You can install additional components like Docker when you create a Dataproc cluster using the Optional components feature. This page describes the Docker component.

The Dataproc component installs a Docker daemon on each cluster node and creates a Linux user "docker" and a Linux group "docker" on each node to run the Docker daemon. This component also creates a "docker" systemd service to run the dockerd service. You should use the systemd service to manage the lifecycle of the Docker service.

Install the component

Install the component when you create a Dataproc cluster.

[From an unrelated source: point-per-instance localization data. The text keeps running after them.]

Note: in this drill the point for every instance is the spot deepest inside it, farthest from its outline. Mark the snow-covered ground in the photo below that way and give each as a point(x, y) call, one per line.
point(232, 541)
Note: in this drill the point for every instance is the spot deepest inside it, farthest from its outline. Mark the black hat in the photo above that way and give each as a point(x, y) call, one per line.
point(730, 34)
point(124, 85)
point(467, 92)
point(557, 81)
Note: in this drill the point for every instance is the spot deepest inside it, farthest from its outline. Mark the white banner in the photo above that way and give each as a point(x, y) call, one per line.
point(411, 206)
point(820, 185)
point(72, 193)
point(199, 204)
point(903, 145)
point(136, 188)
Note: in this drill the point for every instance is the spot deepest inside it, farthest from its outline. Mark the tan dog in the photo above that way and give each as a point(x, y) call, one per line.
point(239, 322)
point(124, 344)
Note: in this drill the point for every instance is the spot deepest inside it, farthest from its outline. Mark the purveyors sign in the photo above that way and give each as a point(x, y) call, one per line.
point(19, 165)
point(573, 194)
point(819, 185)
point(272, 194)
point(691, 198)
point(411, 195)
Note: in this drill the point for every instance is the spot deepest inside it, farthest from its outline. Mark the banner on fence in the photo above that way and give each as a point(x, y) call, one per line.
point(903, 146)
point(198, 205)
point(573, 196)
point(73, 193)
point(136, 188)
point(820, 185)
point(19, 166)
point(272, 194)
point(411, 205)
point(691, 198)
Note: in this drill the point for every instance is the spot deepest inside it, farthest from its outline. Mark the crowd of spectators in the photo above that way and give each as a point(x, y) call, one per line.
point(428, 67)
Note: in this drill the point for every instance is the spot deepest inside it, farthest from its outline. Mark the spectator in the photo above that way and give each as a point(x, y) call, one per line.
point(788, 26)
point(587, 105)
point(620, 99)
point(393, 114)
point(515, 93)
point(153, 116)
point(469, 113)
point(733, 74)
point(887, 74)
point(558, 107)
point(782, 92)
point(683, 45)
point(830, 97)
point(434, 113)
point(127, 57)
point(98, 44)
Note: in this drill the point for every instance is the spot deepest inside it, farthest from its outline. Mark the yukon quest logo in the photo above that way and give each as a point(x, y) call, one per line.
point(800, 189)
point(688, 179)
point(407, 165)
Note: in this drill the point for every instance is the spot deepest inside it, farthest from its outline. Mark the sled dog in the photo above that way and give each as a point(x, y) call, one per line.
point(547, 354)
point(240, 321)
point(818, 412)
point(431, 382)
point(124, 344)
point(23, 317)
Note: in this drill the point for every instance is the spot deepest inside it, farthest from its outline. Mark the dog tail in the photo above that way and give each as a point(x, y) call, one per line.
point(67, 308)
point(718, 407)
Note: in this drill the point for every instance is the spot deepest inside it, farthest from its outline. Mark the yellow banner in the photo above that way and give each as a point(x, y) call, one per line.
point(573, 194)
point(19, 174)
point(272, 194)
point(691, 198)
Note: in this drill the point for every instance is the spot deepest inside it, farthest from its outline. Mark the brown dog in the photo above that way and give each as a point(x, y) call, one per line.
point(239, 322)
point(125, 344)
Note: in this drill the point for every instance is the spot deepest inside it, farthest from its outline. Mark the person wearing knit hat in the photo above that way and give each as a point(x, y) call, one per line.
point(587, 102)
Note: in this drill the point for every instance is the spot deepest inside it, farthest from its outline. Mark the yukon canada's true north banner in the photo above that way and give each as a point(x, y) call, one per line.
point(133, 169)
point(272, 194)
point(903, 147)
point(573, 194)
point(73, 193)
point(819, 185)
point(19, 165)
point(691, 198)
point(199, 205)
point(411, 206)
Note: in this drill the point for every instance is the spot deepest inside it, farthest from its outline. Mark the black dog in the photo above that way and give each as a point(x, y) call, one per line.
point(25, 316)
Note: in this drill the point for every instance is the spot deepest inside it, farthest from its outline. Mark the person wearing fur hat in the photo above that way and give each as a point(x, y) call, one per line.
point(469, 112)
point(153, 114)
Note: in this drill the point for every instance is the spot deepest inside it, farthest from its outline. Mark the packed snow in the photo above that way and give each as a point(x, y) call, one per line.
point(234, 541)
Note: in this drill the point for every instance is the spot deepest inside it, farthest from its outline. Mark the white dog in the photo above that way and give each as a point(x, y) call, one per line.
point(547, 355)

The Docker component can be installed on clusters created with Dataproc image version 1.5 or later.

See Supported Dataproc versions for the component version included in each Dataproc image release.

gcloud command

To create a Dataproc cluster that includes the Docker component, use the gcloud dataproc clusters create cluster-name command with the --optional-components flag.

gcloud dataproc clusters create cluster-name \
    --optional-components=DOCKER \
    --region=region \
    --image-version=1.5 \
    ... other flags

REST API

The Docker component can be specified through the Dataproc API using SoftwareConfig.Component as part of a clusters.create request.

Console

  1. Enable the component.
    • In the Google Cloud console, open the Dataproc Create a cluster page. The Set up cluster panel is selected.
    • In the Components section:
      • Under Optional components, select Docker and other optional components to install on your cluster.

Enable Docker on YARN

See Customize your Spark job runtime environment with Docker on YARN to use a customized Docker image with YARN.

Docker Logging

By default, the Dataproc Docker component writes logs to Cloud Logging by setting the gcplogs driver—see Viewing your logs.

Docker Registry

The Dataproc Docker component configures Docker to use Container Registry in addition to the default Docker registries. Docker will use the Docker credential helper to authenticate with Container Registry.

Using the Docker component on a Kerberos cluster

The Docker optional component can be installed on a cluster that is being created with Kerberos security enabled.